XIX FRANÇOIS L’ALLUMETTE

Rien qu’à le raconter il se tenait encore tout chose.

S’il aurait su… Qu’il ne s’attendait pas. Qu’il entrait comme ça pour voir. Qu’il avait faim. Qu’son Mouton, vous savez, il était malade. Qu’avec Zonzon on crevait dans la dèche… Qu’alors un coup à faire…

Qu’c’était dans une église. Qu’il avait pris une chaise. Qu’à genoux, il faisait l’hypocrite. Qu’y gn’avait là-t-une môme. Qu’il la guettait : V’là m’n affaire !

Qu’il s’était glissé tout près. Qu’elle tenait fermées ses mirettes. Que ses cils, y se retroussaient, comme si qu’on avait passé dessus de la pommade. Qu’elle en avait une mignonne de bouche ! Puis un mignon de nez, puis des mignonnes de joues ; qu’on aurait dit-z-un ange. Qu’on voyait bien qu’elle récitait une prière. Qu’elle embaumait la fleur.

Qu’à la flairer, il avait senti remuer quelque chose : qu’on n’a pas toujours été l’Allumette ; qu’on disait « Le petit François » ; qu’on a, comme celle-là, sucé son catéchisse…

Qu’il s’était mis à se bouffer les ongles, comme quand on regrette.

Qu’il était vite à flamber ; que Zonzon, il est vrai, en montrait du fessard : que son Mouton comme pas une s’entendait à vous trousser son homme, mais que celle-ci, acré ! ce n’était pas ces manières !

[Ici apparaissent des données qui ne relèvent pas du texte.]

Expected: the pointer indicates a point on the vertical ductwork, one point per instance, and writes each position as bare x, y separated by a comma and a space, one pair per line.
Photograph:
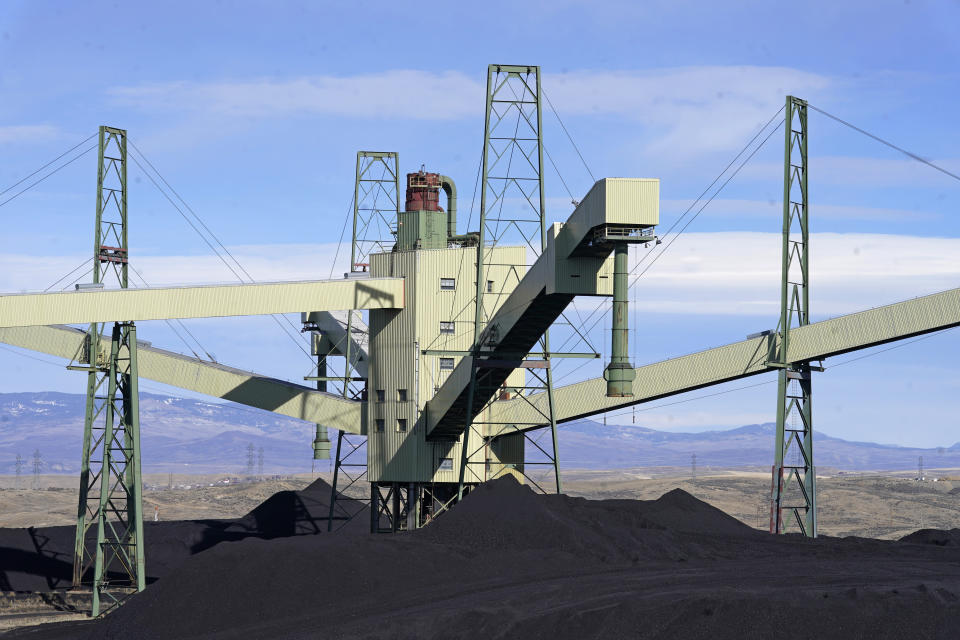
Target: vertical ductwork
450, 188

Qu’elle avait levé les yeux : qu’on voyait là-dedans du bleu, qu’il vint là-dessus le brillant d’une larme. Qu’il avait pensé à des choses… Qu’il avait dit : Bon Dieu serait-y vrai que t’es pas un salaud puisqu’on rencontre de tes anges ?

Qu’en ce moment, elle faisait le manège de celle qui part. Qu’elle fit sonner sa trousse ; qu’il la suivit. Que dans la rue gn’avait personne. Qu’y s’avait dit : François, t’as faim, pense à ton affaire.

Qu’on aurait cru une petite fille. Qu’elle avait en marchant un léger pli dans la hanche. Qu’il n’aurait pas voulu dire : Ce qui bouge là-dessous c’est de la cuisse. Qu’y s’avait répété : Tout de même, François, n’oublie pas ton affaire !

Qu’il avait passé devant. Qu’à prier des larmes, fallait rudement qu’elle se trouvât dans la peine. Qu’il écoutait trotter ses bottines. Qu’il pensait à ses petons ! Qu’il pensait à ses yeux ! ! Qu’il ne trouvait plus sa force, qu’il n’était pas un lâche, qu’y s’avait retourné : Mam’zell… c’est-y qu’à un pauvre vous donneriez l’aumône ?

Qu’elle lui avait donné. Qu’il avait fui comme une bête. Qu’il avait mis ses lèvres dessus. Que c’était un shilling. Qu’on pouvait le voir. Qu’il le garderait toute sa vie. Que c’était le shilling d’un ange. Que mille dieux ! le premier qui rirait, il le lui casserait dans la gueule…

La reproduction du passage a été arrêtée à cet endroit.